The most common method for determining parabens was capillary electrophoresis with spectrophotometric detection in a variable wavelength detector (UV) [44,45,46] or a diode array detector (DAD) [47,48] at wavelengths ranging from 200 to 298 nm, at a temperature of 20 or 250C, in quartz capillaries with an internal diameter of 50 µm. Optimization of the composition of buffers BGE used for the analyses allowed for the qualitative and quantitative analysis of both parabens and several other preservatives, such as: sorbic acid (SOA), benzoic acid (BA), salicylic acid (SA), p-hydroxybenzoic acid (HBZA) and dehydroacetic acid (DHOA). The micellar electrokinetic chromatography technique MEKC with borate buffer (BB) [49,50,51] or phosphoric acid buffer [13] modified with sodium dodecyl sulphate (SDS), and capillary electrochromatography (CEC/DAD), with a capillary filled with 5 µm Lichrospher 100 C18 phase [52] was also successfully used for the analysis of parabens.
Cosmetics in the form of cream, toner, lotion, gel, shampoo, powder or paste are samples with complex matrices that require appropriate preparation for analysis. Cabaleiro et al. in their work [53] reviewed the methods of preparing samples containing parabens for their analysis using various techniques, including electromigration. In turn, Maijo et al. [54] determined the effect of the type of analyte concentration technique used on the values of the validation parameters of the method used (CE or MEKC), using the following strategies: large volume sample stacking (LVSS), field amplified stacking injection (FASI), sweeping and in-line solid-phase extraction–capillary electrophoresis (in-line SPE-CE). In the case of electrophoretic concentration, the obtained limit of detection (LOD) values ranged from 18 to 27; from 3 to 4 and were equal to 2 ng/mL, respectively for sweeping, LVSS and FASI, while for the in-line SPE-CE method, these limits were significantly lower (from 0.01 to 0.02 ng/mL). Classic ultrasonic extraction of parabens from shampoo foam using an ether-acetic acid mixture [39] allowed for a quantitative, quick (10 minutes) and accurate analysis of MP, EP and PP parabens; however, under the applied analysis conditions, it was impossible to separate the isomeric forms of butyl-paraben (BP and IBP). The analysis of the same samples by means of HPLC allowed for the separation of these isomers, and the analysis time was 2 times longer. The obtained LOD values for the HPLC technique were significantly lower (from 20 to 50 ng/mL) than those obtained for the CE (160 - 210 ng/mL), but nevertheless higher than those obtained with the FASI-CE technique [54]. Ye et al. [44] proposed the sorption of parabens using graphene as a SPE sorbent, and then their desorption from the sorbent with methanol. This method of sample preparation allowed to obtain LOD values in the range from 100 to 150 ng/mL, slightly lower compared to the ultrasonic extraction proposed by Labat et al. [39]. The CE technique with simultaneous stacking with a large sample zone and sweeping made it possible to determine the parabens extracted from the cream with methanol [46]. Using BGE buffer containing 50 mM phosphate buffer (PB) with pH 3.0; 80 mM SDS and 30% methanol it was also possible to separate butylparaben from isobutylparaben.

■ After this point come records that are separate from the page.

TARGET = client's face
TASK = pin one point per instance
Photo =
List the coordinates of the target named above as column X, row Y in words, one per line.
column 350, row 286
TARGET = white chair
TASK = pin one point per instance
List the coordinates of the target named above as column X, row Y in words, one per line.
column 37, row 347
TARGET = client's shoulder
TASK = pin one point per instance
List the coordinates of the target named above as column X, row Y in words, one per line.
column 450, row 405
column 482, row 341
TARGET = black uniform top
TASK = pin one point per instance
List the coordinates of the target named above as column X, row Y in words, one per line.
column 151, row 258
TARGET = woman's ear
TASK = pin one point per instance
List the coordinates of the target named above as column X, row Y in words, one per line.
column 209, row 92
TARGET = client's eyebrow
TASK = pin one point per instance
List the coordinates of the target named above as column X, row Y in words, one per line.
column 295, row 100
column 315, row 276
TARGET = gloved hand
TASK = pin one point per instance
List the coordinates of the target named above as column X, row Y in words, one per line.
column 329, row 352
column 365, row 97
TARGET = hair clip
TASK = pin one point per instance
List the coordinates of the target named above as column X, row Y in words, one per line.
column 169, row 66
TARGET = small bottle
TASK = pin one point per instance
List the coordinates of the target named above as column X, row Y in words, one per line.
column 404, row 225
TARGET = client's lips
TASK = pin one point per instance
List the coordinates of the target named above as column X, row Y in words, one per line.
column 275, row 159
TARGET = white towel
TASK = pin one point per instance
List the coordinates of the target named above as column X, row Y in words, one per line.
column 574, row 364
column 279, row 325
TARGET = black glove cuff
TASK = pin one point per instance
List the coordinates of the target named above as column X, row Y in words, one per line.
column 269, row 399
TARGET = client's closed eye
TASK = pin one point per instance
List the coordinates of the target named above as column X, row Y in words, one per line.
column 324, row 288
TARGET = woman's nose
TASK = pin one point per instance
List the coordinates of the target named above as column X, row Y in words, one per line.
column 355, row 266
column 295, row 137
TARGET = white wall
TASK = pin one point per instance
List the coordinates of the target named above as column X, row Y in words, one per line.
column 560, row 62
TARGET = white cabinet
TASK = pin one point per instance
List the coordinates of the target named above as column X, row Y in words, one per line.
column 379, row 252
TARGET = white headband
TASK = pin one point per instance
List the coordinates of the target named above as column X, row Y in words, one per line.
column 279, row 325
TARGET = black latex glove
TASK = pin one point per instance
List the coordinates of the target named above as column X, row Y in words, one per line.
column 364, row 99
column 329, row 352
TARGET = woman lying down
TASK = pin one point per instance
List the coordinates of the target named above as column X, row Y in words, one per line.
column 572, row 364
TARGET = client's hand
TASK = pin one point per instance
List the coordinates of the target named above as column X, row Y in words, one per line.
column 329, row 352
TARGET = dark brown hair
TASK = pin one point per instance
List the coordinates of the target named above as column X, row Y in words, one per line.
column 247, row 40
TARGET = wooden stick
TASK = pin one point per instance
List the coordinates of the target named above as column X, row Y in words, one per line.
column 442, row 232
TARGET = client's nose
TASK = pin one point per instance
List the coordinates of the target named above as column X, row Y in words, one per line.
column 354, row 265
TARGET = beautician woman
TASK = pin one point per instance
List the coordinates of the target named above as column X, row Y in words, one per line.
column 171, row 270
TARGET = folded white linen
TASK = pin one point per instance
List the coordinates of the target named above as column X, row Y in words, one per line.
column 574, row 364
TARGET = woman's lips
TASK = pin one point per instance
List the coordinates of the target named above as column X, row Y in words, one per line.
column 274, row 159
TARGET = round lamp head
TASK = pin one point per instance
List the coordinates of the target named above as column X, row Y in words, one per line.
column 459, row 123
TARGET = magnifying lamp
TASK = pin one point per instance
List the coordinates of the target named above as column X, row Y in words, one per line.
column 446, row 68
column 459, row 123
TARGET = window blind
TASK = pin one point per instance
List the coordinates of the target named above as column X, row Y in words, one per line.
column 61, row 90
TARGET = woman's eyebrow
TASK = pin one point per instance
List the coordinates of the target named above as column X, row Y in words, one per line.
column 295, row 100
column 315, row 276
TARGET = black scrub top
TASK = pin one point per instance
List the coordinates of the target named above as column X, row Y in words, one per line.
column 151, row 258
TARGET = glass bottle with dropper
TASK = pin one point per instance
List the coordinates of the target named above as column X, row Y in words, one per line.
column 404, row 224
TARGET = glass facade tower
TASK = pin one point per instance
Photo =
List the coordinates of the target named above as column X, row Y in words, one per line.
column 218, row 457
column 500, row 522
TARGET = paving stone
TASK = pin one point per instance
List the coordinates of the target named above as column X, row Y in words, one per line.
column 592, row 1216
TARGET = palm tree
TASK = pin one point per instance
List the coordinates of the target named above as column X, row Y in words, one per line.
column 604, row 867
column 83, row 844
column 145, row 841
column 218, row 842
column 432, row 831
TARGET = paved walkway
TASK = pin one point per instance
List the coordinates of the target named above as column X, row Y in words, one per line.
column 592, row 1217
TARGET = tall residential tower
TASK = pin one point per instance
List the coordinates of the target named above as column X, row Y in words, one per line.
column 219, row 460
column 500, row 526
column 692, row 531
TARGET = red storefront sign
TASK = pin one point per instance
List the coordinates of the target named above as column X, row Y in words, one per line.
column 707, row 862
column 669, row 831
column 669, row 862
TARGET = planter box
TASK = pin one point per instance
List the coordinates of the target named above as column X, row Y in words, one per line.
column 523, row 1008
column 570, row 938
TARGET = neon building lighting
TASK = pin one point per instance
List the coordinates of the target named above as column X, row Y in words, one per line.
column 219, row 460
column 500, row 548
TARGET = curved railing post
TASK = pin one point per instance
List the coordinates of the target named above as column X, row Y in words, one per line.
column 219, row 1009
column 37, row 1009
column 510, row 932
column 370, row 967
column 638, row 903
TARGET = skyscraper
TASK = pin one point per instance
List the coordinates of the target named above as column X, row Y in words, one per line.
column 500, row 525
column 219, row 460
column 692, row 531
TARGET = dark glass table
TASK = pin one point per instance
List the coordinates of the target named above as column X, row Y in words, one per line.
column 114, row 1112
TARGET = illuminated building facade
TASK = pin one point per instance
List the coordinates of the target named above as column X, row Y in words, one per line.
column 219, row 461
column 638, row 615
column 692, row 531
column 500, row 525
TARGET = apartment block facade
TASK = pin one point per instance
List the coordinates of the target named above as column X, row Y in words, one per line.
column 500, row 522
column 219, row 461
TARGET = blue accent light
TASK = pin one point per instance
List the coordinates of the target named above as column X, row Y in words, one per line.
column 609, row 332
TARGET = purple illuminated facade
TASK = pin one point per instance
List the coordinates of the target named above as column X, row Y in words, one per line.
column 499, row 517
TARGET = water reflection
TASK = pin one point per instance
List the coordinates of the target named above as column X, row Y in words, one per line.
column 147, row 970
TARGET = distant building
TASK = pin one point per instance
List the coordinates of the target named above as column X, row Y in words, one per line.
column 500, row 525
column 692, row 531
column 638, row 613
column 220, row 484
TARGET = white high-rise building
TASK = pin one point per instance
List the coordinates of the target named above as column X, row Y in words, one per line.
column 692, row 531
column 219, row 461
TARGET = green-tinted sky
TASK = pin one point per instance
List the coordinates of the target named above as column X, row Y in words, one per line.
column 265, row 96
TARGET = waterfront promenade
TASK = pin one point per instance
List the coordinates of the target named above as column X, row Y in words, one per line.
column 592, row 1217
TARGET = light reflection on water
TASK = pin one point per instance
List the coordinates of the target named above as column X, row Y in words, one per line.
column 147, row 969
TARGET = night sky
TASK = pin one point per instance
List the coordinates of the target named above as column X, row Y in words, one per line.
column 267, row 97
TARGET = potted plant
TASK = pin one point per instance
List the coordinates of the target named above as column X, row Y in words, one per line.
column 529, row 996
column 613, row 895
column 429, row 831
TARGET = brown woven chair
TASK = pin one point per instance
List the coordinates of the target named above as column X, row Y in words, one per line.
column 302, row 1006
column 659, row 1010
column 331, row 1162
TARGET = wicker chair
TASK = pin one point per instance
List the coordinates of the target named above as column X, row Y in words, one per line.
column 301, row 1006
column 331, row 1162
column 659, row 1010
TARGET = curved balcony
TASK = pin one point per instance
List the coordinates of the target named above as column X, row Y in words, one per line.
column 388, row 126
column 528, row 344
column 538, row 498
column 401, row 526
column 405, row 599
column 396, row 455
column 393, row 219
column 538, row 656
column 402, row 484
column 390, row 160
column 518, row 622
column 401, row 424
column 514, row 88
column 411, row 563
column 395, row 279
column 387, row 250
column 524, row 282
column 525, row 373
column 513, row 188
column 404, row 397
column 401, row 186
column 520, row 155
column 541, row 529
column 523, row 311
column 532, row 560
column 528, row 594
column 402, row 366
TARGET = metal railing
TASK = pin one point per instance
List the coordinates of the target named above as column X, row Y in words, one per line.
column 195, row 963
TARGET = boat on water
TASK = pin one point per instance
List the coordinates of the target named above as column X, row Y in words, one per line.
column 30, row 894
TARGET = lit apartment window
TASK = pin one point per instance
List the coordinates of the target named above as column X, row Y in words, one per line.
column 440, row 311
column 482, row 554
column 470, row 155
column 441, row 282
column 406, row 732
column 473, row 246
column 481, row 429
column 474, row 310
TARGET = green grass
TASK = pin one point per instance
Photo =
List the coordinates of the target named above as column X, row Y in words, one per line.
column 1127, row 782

The method used by Xue et al. [45] based on dispersive liquid-liquid micro extraction coupled with capillary electrophoresis (DLLME-CE) turned out to be a fast, cheap and effective method of analysing both hydrophobic preservatives, such as parabens: MP, EP, BP and PP, and hydrophilic preservatives such as acids: sorbic (SOA), benzoic (BA) and salicylic (SA) in creams and lotions. Compared to high-performance liquid chromatography combined with microwave assisted extraction (MAE-HPLC), DLLME-CE allowed for obtaining 10 times lower LOD values (0.2 mg/kg for EP and BA and 0.375 mg/kg for other analytes, with two times shorter extraction time (18 minutes).
The use of the LVSS technique in MEKC made it possible to achieve a much higher sensitivity and resolution of paraben analysis compared to the classic MEKC analysis [13]. On the other hand, MEKC combined with the sweeping technique, under optimal analysis conditions, turned out to be useful for determining the concentration of parabens next to the whitening ingredients of cosmetics (hydroquinone, arbutin, kojic acid, resorcinol and salicylic acid), with detection limits lower than the maximum concentration level for the tested compounds determined by applicable legal acts [50]. Qualitative and quantitative analysis of parabens in cosmetics is also possible using microemulsion electrokinetic chromatography [51] and capillary electrochromatography [52]. Nevertheless, to achieve high sensitivity, repeatability and resolution of the analysis, the conditions for its conduct should be carefully selected.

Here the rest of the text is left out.